# What is a moving screen????



## Ron Mexico (Feb 14, 2004)

People have been whining about it in basketball games lately, I just wanted to know what it is, It would be great if you can describe it for me


----------



## hobojoe (Jun 20, 2003)

Not being completely set while setting a pick. FYI, pick and screen are the same thing, it's just illegal to set one while moving.


----------



## Phenom Z28 (Nov 22, 2004)

When a man goes to set a pick (when an offensive player stands in one spot with his arms held straight down in front of him to act as a wall to thwart off a defensive player who guarding a player) he's still in motion while trying to position himself to set the pick or falls forward, backward, or to the side while the defensive player runs into him.


----------



## got chang (May 16, 2005)

official rules of the NBA 

when you're setting a screen, you're not suppose to move. you're suppose to be like a wall. your feet has to be set. you cant use your arms or shoulds to block off players. if it looks illegal then it probably is.


----------



## Baron Davis (Apr 14, 2004)

PHeNoM Z28 said:


> When a man goes to set a pick (when an offensive player stands in one spot with his arms held straight down in front of him to act as a wall to thwart off a defensive player who guarding a player) he's still in motion while trying to position himself to set the pick or falls forward, backward, or to the side while the defensive player runs into him.

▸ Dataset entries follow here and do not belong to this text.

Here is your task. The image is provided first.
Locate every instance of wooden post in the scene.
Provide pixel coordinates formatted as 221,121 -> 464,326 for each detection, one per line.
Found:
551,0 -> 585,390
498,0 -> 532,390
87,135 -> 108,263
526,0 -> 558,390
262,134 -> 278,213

There are also many occasions where the screen setter does move and gets away with it.


----------



## sherwin (Mar 21, 2005)

its trendy to whine about them now, but probably half of screens set in the NBA are illegal anyways


----------



## Ron Mexico (Feb 14, 2004)

thanks guys pretty fast responses


----------



## JNice (Jul 13, 2002)

sherwin said:


> its trendy to whine about them now, but probably half of screens set in the NBA are illegal anyways


Half is probably a pretty low estimate.


----------



## Drewbs (Feb 16, 2004)

Yes, most screens set are moving. A lot of the times its the ball handlers fault though for trying to dribble off teh screen before the screener sets his feet. To be honest, Im suprised that they call fouls for those.


----------



## vinref194 (Feb 1, 2015)

Key point to remember, which 90% of fans and 5% of officials fail to understand: an illegal screen is NOT a violation, it is a personal foul. There must be contact for the call to be made. The screener CAN move with the defender that he is setting the screen on (anywhere on the court) as long as there is no contact. He must be stopped though, at the point of contact for it to be called a foul.


----------



## R-Star (Jun 13, 2002)

vinref194 said:


> Key point to remember, which 90% of fans and 5% of officials fail to understand: an illegal screen is NOT a violation, it is a personal foul. There must be contact for the call to be made. The screener CAN move with the defender that he is setting the screen on (anywhere on the court) as long as there is no contact. He must be stopped though, at the point of contact for it to be called a foul.


I'm going to call you Vincent: The Referee.


----------



## e-monk (Sep 10, 2010)

google 'Kevin Garnett'


----------